Another avenue of discovery opened through the generosity of Pierre Levai, director of the Marlborough Gallery in New York City and supporter of the Colby College Museum of Art (the Marlborough Gallery in the Paul J. Schupf Wing for the works of Alex Katz was named in his honor), who graciously provided a personal introduction to Zao Wou-Ki and his family. In June 2010 we visited his studio in Paris, armed with an illustrated list of our discoveries and a proposal to organize a small exhibition of Zao’s early paintings from American collections. Sensing our determination and sincerity, Madame Françoise Marquet-Zao, the artist’s wife, began to introduce us to private collectors in the United States and around the world, and thus our list grew longer. We drove to towns in New Hampshire, visited the massive art depot at the Free Port in Geneva, and met with gallerists in New York City and Hong Kong. We also learned that Zao Wou-Ki’s sister-in-law, Phebe Chao, lived just three hours from Waterville, and we so enjoyed hearing her stories of Zao Wou-Ki that we invited her to contribute a short reminiscence to the catalog.

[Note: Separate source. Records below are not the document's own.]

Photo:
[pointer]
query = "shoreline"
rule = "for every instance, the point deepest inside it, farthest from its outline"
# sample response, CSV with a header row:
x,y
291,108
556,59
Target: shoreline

Within a few years, our small project had grown into something much more ambitious. When the Asia Society Museum agreed to join the collaboration, Michelle Yun, senior curator of modern and contemporary art, received calls from owners of Zao Wou-Ki paintings in New York. The beautiful still life Untitled (Teapot and Vase with Twigs) (1951) from the Abrams Family Collection was among the late discoveries brought to us through her efforts.

Since the opening of the exhibition last year, we have continued to learn of Zao Wou-Ki paintings and prints in American museum and private collections. Although we were unable to include these works in our exhibition, we are always thrilled to learn of their existence, especially since Madame Marquet-Zao and Mr. Yann Hendgen, artistic director of the Fondation Zao Wou-Ki in Geneva, are preparing a catalogue raisonné of Mr. Zao’s oil painting oeuvre. We happily send every discovery to them, in the hopes that our small project can help contribute to the larger, more definitive record of his artistic output.